Congress chief Rahul Gandhi today said the demonitisation exercise conducted by the government two years ago was "not just an ill-conceived and poorly executed economic policy with 'innocent intent', but a carefully planned, criminal financial scam". It was a "monumental blunder", and its spin doctors including "our incompetent finance minister" now have the "unenviable task of defending an indefensible, criminal policy," Mr Gandhi said in a statement.
Mr Gandhi's statement was part of a concerted attack on the government on the second anniversary of the notes ban, which came as a surprise announcement from Prime Minister Narendra Modi in the evening. The move, the Prime Minister said, was meant to flush out black money and put a stop to counterfeits that fund terrorism.
The days that followed saw miles-long queues at the ATMs. Many elderly and ailing people collapsed while standing in queue and several of them died. The opposition had claimed the number of deaths had crossed 100 and accused the government on the floor of the Rajya Sabha of refusing to mourn the deaths.

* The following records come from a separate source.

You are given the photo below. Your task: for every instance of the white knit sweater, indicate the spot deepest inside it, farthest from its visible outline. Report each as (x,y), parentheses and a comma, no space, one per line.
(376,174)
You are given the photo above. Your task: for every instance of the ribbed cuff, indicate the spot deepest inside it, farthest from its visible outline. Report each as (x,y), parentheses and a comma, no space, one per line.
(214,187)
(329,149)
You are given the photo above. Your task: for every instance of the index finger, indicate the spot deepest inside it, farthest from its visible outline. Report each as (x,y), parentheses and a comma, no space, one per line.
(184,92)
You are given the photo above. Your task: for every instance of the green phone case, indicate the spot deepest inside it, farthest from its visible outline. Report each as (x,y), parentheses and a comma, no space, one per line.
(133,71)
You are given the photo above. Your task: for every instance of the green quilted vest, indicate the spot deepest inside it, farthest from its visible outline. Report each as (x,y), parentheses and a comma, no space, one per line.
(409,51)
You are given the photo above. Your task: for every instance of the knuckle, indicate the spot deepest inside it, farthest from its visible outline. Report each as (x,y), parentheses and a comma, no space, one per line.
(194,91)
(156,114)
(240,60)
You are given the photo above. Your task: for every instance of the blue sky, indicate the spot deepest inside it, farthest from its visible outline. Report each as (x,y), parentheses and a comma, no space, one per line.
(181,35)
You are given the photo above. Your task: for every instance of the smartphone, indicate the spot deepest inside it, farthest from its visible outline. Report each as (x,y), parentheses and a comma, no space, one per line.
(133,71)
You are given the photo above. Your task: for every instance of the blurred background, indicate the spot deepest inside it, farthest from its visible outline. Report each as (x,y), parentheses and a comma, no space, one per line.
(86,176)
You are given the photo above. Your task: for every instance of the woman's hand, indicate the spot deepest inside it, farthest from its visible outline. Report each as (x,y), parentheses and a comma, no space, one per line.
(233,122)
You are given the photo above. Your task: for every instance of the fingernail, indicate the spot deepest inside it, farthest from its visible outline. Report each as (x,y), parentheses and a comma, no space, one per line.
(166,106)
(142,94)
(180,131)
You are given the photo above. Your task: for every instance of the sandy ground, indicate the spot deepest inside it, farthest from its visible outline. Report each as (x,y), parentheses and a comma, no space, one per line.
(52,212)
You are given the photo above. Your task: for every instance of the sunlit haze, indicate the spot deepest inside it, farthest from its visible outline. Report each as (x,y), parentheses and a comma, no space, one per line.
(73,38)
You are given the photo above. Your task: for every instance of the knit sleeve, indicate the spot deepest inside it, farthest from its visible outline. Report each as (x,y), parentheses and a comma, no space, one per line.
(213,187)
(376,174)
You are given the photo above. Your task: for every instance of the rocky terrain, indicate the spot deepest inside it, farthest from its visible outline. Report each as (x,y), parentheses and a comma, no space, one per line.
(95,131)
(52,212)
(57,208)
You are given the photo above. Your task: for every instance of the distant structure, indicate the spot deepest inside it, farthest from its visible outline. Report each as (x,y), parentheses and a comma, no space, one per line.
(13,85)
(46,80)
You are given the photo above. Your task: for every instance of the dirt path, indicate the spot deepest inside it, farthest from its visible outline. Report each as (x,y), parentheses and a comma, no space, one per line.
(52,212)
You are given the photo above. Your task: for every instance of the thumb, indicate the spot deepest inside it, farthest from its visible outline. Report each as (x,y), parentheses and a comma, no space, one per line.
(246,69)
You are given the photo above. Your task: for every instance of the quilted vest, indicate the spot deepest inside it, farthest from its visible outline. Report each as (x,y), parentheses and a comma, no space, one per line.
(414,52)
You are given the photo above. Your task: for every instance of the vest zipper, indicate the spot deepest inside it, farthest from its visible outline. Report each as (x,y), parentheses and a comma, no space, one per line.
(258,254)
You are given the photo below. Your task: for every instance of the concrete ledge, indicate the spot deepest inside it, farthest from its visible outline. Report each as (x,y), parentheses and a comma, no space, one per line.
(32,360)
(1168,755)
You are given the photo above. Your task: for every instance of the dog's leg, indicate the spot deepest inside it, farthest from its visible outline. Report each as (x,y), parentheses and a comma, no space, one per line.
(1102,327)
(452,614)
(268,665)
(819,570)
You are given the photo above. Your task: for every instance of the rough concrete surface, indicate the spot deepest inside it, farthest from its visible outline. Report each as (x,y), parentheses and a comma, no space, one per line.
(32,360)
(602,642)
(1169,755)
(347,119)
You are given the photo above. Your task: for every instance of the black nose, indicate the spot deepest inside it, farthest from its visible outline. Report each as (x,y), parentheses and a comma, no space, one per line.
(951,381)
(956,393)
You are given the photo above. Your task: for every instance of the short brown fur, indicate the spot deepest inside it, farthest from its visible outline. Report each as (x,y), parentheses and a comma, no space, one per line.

Today, Mr Gandhi said, "More than a hundred and twenty Indians died in those queues. We must never forget them. Millions of small and medium businesses were smashed and the entire informal sector devastated".
There is no official corroboration of this figure of deaths in bank queues.
Earlier today, former Prime Minister Manmohan Singh -- a noted economist and the architect of liberalization of the economy -- said the "scars" of demonetization were only getting "more visible with time".
"Beyond the steep drop in headline GDP growth numbers after demonetisation, the deeper ramifications of notebandi are still unraveling. Small and medium businesses that are the cornerstone of India's economy are yet to recover from the demonetisation shock," the former Prime Minister said.
Mr Gandhi said the demonetisation failed to have the desired results. "From a war against counterfeit currency and terrorism, to permanently removing the scourge of black money; from increasing savings to forcing a shift to digital transactions; not a single stated objective of the government's has been met," he said.
In a strong defence posted on Facebook earlier today, Union minister Arun Jaitley had called the notes ban a "key step in a chain of important decisions taken by the government to formalize the economy". The cash ban had also made it difficult to evade taxes, pushed digital transactions and helped improve tax collection, he said.